The cash flow statement performs very much like your bank account statement at home. It tells you how much cash you had at the beginning of the month and how much cash you had at the end of the month. It summarizes how much cash you collected and how much cash you paid out.

The Cash Flow Statement
BEGINNING CASH
+ CASH COLLECTED
– CASH PAID
= ENDING CASH

The cash flow statement is often confused with the income statement. Some people figure that the final balance of cash will be the same number as your net income. This is never true when you use the accrual basis of accounting—and you probably do.

Cash vs. Accrual Method of Accounting

The cash method of accounting is used by very few businesses, because it takes such a simple view of transactions. Most of us use the accrual method of accounting.

The cash method of accounting works well if you have a very simple business. Let’s take as an example a hot-dog vendor on a college campus. Every weekday morning, the hot-dog vendor wakes up, hitches his hot-dog cart to the back of his truck, and drives over to Sam’s Warehouse and buys hot dogs, buns, condiments, and sodas. He pays cash. He drives over to campus and sets up shop. He sells his hot dogs and sodas for cash. At the end of the day, he eats the leftovers. The next morning, he starts all over again.

His business is all about cash. He doesn’t owe anyone money and his customers don’t owe him any money. There are no receivables and payables. His business is very simple—unlike most businesses.

Most businesses operate with receivables and payables and keep track of their transactions using the accrual method of accounting.

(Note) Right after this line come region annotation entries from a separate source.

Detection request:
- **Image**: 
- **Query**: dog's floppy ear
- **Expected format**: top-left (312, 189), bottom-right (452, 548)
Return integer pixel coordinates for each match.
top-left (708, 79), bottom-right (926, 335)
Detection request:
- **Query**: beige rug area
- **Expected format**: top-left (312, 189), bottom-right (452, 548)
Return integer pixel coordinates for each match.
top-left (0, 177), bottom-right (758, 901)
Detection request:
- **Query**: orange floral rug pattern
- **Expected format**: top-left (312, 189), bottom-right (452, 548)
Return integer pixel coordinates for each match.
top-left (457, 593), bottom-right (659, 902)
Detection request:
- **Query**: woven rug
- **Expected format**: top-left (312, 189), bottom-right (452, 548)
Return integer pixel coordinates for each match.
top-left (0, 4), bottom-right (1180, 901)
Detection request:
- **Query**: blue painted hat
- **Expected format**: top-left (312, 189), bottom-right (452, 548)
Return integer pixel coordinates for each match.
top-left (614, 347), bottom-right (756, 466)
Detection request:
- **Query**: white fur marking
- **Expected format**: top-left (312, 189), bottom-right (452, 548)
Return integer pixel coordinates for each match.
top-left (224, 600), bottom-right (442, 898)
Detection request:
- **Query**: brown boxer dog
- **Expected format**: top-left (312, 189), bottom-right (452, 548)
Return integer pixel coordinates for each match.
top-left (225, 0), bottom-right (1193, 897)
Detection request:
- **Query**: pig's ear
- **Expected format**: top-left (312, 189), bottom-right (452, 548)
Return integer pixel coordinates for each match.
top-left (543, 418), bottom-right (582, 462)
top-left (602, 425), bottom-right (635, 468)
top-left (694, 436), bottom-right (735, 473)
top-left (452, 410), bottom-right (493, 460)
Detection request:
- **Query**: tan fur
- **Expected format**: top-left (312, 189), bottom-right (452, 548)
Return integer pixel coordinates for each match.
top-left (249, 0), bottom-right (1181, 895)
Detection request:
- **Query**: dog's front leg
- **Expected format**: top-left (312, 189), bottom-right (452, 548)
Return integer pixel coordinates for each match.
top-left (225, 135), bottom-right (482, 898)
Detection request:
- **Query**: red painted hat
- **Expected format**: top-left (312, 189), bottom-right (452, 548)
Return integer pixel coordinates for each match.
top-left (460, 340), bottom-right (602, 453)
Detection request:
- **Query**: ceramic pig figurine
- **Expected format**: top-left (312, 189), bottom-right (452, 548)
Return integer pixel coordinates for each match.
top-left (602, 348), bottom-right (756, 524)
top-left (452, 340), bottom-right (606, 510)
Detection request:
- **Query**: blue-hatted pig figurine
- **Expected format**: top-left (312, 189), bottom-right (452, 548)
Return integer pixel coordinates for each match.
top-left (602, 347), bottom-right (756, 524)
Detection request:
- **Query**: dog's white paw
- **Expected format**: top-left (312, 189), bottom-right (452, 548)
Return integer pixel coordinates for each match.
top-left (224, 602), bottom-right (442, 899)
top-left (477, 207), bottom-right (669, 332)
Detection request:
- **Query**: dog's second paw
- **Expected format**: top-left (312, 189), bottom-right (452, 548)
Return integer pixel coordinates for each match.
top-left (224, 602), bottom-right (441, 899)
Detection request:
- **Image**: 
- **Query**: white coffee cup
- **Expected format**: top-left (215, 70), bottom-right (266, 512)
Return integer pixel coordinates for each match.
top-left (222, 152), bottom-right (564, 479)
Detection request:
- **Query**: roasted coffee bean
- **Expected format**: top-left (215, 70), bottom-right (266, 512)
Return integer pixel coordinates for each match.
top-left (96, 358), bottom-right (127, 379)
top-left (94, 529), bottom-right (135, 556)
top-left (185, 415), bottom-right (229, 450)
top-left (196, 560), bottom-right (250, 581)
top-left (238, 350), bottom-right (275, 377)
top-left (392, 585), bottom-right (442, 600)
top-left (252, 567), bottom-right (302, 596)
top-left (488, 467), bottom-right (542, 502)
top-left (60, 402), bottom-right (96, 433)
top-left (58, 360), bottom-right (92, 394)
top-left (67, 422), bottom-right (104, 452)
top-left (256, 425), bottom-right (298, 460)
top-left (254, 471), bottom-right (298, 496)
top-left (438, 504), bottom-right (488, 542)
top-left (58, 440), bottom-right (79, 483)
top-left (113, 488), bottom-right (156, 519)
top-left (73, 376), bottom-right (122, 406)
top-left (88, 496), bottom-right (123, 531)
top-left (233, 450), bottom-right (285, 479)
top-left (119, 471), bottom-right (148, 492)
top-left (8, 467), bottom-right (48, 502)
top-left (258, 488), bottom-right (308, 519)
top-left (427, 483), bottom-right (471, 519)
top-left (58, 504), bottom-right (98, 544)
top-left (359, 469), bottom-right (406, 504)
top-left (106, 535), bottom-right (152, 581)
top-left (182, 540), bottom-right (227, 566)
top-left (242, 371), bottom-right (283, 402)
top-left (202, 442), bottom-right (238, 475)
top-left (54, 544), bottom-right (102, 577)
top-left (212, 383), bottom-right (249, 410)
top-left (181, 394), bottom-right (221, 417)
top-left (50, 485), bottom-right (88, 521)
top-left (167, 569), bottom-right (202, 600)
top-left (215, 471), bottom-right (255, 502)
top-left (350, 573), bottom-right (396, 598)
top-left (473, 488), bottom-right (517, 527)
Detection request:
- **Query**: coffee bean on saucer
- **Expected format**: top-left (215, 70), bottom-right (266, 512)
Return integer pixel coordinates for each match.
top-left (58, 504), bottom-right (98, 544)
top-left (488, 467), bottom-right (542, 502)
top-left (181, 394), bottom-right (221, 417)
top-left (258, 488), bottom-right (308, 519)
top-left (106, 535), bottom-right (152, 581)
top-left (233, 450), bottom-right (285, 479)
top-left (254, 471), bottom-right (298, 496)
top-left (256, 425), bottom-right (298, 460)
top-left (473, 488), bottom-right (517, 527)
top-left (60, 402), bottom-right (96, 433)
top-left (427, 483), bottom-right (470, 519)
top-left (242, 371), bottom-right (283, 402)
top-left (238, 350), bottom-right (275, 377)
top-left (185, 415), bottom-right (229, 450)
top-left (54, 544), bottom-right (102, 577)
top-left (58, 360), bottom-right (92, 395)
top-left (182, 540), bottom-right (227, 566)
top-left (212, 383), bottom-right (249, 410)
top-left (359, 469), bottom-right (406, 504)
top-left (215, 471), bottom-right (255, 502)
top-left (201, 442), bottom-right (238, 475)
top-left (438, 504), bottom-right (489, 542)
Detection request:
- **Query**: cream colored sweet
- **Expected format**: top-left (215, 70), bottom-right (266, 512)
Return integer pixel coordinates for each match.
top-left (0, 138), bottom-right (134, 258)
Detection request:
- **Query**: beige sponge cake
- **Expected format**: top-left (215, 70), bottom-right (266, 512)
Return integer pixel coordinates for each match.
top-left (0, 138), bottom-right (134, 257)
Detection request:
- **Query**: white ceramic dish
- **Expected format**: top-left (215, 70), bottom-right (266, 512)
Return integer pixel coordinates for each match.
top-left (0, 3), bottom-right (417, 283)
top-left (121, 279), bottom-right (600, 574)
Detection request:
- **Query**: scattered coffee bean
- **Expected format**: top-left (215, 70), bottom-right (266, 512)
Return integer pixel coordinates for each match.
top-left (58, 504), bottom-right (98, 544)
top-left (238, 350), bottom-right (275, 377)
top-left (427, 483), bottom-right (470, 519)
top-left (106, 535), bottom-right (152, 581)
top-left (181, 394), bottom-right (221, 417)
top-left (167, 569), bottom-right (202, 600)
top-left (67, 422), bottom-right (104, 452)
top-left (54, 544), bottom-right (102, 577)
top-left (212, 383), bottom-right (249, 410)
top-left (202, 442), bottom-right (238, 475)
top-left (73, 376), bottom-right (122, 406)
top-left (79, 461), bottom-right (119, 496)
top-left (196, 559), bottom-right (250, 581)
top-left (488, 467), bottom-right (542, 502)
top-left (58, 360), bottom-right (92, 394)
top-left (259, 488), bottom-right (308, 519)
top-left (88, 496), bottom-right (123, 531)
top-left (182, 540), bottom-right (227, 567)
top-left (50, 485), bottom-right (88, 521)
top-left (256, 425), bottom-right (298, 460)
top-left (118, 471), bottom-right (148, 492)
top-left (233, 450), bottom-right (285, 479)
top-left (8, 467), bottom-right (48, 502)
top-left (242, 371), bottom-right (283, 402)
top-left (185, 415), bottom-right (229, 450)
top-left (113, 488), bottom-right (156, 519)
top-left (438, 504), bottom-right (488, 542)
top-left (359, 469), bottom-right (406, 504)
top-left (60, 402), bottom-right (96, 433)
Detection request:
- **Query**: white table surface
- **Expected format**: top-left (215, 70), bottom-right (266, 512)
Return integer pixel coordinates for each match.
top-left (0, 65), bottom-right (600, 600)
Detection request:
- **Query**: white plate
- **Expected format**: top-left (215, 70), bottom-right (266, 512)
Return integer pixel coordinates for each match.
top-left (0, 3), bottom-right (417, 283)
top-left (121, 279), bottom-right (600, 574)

The accrual method records everything that happened in the business, whether or not it impacts cash.

You can make a sale and record it on your books, but not collect payment in cash from your customer for 30-plus days. Using the accrual method, you accrue—or record—the income on your income statement. But nothing has happened over on the cash flow statement. What you have just done is create an account receivable.

You can also incur an expense but not pay it in cash. For instance, when I do a training for a university, they are getting the benefit of my services on the day that I do the training, but they won’t pay me for a few months. (Universities are notoriously slow to pay their vendors.) So they record an expense on the income statement for my fee and record an account payable. Again, there is no immediate impact on cash.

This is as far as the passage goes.